By Alejandro Martínez

Finding new business models and reaching sustainability were the most important topics for journalists from digital media outlets in Latin America, Spain and Portugal during the most recent Ibero-American Colloquium for Online Journalism, wrote Anne Nelson of Columbia University in a special report for the Knight Center for Journalism in the Americas.

The Sixth Ibero-American Colloquium took place on April 20 and 21, immediately after the Online Symposium for Online Journalism, also organized by the Knight Center. The event gathered dozens of journalists from Latin America and the Iberian Peninsula, and explored three main topics: the sustainability of young news sites, the diversification of their revenue and the expansion of their audiences.

In her report, Nelson details the main messages and conclusions that emerged from the colloquium. The event began with a panel from John Thorton -- the venture capitalist that founded the successful state politics news site Texas Tribune, who talked with the colloquium's participants about the different methods the publication has employed to diversify its earnings -- and Kevin Davis, director of the Investigative News Network, INN, who went over the different legal and administrative services that they offer to support budding news sites in the U.S.

On the second day of the event participants discussed in more detail the different sources of revenue that young news sites in the region can tap into. Davis described the three main types of revenue: direct (e.g.: traditional promotion of digital content), indirect (e.g.: philantropic support) and ancillary (e.g.: earnings through training, events and other services).

Participants also talked about the dependence many of them still have on grants from foundations -- like the Open Society Foundations -- and the need to carefully study their markets and strengths to understand the best methods to diversify their earnings.

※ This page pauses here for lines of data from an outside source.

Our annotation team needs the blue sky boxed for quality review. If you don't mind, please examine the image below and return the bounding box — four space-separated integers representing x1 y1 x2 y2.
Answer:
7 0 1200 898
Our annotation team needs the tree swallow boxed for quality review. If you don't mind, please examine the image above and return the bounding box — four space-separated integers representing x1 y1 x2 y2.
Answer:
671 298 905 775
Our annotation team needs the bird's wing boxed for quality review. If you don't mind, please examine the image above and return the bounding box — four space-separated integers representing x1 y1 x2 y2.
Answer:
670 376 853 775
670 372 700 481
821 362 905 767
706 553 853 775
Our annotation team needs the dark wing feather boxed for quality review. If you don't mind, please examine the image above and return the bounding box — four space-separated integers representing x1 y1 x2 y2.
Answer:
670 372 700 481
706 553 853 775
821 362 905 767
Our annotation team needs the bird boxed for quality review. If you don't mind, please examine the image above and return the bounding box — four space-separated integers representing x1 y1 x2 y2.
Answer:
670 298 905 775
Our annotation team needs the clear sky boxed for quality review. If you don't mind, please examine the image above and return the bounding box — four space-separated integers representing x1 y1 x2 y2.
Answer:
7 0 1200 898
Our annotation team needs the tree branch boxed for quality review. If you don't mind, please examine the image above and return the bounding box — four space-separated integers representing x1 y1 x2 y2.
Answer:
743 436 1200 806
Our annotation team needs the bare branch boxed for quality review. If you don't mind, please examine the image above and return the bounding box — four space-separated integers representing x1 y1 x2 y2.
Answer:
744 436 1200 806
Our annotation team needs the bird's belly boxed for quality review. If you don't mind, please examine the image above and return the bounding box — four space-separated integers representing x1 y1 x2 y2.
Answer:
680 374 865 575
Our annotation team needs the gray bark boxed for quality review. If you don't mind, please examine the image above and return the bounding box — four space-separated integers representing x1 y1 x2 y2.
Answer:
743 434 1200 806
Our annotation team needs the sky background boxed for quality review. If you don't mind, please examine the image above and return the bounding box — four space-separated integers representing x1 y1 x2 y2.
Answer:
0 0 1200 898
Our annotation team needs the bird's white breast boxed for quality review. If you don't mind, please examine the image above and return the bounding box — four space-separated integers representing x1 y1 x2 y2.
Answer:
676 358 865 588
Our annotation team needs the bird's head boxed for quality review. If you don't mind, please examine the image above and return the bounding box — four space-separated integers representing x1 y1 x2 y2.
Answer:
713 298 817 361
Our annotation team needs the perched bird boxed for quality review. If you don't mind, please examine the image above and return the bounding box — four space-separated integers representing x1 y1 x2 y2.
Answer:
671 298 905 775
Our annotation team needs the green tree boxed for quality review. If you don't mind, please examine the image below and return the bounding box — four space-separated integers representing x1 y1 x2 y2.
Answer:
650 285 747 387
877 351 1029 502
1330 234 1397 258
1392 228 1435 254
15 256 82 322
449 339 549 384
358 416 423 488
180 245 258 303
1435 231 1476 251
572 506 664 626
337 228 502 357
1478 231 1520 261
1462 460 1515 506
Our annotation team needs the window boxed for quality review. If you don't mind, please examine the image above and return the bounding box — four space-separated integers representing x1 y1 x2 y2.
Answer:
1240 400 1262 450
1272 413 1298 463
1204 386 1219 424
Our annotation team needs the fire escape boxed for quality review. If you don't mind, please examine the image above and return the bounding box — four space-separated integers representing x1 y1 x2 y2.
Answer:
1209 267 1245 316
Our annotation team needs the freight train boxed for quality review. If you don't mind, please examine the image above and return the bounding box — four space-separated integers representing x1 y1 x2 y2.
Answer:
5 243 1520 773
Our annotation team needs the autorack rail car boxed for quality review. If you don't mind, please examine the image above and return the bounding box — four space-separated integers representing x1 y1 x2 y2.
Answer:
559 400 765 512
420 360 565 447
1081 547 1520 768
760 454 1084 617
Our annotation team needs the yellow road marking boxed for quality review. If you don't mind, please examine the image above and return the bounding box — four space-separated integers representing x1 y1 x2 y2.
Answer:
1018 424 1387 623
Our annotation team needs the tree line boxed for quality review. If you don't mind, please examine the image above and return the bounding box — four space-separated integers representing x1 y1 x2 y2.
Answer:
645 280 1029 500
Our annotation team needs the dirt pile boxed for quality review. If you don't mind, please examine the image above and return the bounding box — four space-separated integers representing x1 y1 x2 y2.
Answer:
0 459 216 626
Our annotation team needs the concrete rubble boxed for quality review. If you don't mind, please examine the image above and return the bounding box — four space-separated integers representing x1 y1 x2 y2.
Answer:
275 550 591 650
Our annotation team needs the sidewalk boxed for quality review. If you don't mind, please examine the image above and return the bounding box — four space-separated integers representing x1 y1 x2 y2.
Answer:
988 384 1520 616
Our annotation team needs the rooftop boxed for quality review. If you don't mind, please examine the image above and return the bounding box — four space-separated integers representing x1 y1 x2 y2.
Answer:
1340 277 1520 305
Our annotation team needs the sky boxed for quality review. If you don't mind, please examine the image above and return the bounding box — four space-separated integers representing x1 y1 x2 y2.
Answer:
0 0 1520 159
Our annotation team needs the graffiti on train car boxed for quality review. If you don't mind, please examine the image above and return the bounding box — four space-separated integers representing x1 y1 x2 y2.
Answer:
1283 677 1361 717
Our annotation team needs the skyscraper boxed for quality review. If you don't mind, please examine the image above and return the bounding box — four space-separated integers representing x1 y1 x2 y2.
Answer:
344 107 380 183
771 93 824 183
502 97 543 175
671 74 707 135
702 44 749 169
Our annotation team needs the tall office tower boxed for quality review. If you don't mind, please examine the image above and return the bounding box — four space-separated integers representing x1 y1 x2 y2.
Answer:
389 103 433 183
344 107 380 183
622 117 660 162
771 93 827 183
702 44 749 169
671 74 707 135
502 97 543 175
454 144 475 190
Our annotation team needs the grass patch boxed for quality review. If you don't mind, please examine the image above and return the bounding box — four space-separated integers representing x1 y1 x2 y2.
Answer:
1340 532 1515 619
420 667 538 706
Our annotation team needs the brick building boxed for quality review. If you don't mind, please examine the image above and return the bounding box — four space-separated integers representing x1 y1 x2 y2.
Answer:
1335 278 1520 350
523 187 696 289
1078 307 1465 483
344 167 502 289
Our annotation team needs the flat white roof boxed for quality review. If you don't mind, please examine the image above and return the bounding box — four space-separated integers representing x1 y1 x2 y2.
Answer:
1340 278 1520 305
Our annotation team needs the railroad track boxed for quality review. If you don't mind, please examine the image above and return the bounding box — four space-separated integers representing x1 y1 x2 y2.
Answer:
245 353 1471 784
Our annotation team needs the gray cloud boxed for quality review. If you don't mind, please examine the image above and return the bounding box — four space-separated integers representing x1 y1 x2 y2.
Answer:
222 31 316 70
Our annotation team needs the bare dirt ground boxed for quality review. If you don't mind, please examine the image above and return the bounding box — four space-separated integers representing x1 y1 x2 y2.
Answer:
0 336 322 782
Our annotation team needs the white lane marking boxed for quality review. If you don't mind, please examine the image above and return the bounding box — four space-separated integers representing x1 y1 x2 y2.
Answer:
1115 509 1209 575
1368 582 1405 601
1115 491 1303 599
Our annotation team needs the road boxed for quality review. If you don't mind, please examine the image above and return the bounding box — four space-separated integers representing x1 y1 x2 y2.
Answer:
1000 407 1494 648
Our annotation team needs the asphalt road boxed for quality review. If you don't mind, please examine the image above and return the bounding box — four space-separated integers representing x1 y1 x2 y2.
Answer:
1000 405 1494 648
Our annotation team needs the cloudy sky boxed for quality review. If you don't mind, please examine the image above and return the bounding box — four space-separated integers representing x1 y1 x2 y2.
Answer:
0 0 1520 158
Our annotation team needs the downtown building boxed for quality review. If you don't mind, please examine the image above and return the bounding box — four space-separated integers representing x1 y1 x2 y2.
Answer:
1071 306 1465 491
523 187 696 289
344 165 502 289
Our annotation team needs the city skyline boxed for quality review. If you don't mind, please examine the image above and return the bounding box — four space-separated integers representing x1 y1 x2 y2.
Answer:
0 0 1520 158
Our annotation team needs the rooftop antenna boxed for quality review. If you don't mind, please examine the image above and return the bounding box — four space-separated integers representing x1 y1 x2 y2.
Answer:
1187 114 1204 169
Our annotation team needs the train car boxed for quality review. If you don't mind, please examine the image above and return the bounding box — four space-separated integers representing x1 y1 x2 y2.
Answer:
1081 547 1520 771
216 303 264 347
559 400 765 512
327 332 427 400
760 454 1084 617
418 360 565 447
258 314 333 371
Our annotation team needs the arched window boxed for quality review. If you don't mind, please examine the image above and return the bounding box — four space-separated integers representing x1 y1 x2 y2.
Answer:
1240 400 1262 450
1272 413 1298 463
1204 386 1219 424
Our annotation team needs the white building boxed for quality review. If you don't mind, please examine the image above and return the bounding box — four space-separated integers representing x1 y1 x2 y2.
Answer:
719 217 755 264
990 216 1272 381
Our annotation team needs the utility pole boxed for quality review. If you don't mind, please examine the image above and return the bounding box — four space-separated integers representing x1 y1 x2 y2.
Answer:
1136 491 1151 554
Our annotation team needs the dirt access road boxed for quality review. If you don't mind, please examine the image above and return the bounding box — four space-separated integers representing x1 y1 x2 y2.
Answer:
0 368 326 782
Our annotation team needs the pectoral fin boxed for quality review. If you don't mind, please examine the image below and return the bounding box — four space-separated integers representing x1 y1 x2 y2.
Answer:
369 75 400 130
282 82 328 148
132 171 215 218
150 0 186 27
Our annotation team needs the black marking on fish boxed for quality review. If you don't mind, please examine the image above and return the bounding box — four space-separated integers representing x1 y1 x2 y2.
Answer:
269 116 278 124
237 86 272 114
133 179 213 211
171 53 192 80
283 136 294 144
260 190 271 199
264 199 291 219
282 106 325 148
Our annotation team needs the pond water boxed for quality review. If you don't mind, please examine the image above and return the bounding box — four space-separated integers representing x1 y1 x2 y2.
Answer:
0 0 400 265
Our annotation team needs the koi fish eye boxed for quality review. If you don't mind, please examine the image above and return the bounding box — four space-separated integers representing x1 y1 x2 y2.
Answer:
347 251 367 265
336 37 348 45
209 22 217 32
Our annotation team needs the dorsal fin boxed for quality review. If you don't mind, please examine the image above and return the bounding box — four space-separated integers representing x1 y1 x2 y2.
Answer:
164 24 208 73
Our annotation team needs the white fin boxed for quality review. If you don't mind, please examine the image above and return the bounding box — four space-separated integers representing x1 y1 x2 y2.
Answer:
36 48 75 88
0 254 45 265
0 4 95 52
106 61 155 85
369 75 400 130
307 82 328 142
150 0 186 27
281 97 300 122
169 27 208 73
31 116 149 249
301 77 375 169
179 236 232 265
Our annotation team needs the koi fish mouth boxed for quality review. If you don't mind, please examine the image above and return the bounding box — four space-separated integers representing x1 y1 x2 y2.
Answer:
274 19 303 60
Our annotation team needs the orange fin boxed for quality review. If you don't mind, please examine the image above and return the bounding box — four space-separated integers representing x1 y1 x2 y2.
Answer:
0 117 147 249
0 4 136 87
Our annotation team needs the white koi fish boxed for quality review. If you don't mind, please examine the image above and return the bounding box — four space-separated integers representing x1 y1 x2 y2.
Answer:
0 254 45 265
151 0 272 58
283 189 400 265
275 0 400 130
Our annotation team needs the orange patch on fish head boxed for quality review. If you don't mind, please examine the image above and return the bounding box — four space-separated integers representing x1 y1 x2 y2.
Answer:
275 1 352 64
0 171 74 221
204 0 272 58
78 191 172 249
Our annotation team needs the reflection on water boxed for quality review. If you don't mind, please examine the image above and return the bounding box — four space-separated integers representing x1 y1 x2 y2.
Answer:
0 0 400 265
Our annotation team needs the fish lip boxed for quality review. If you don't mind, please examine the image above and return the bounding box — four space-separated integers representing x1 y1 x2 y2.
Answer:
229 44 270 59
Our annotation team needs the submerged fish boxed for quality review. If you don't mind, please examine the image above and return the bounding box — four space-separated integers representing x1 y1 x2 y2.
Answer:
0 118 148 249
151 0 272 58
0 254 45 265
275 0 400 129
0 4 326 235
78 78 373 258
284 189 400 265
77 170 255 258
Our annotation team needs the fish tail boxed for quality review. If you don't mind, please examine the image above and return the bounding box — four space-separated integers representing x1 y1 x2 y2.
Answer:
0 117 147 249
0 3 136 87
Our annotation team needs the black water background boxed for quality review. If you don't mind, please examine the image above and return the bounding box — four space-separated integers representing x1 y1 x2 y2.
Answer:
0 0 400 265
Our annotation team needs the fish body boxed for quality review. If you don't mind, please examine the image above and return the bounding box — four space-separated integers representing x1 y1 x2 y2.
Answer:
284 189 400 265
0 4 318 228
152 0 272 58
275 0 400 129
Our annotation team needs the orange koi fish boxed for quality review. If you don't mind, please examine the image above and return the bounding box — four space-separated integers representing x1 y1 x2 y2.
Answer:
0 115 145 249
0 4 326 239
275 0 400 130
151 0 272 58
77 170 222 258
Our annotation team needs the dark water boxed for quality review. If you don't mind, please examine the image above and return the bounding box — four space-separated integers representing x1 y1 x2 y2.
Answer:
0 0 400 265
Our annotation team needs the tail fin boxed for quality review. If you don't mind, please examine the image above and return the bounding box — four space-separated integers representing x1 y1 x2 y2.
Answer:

After discussing some of the models that U.S. news websites have employed, Nelson said that Latin American and Iberian publications could learn a lot from their American colleagues but not follow the same path due to the differences between the regions, like the technological lag in Latin America, where print publications are still strong.

However, Nelson pointed out the enormous opportunities for the young media outlets that obtain a position of leadership in today's digital landscape.

"As the technological infrastructure advances, the legacy advantage will diminish, and markets will favor those organizations that manage the transition well – though their paths may not replicate those in the U.S.," Nelson wrote.

During the event, 14 websites from Latin America and Spain also made presentations showcasing their publications, like Animal Político, which has had enormous success in Mexico catering for a younger market, Nicaragua's Confidencial, which is one of several publications working to build a network of Central American digital media outlets, and Mi Voz, a network of citizen journalists operating in Chile.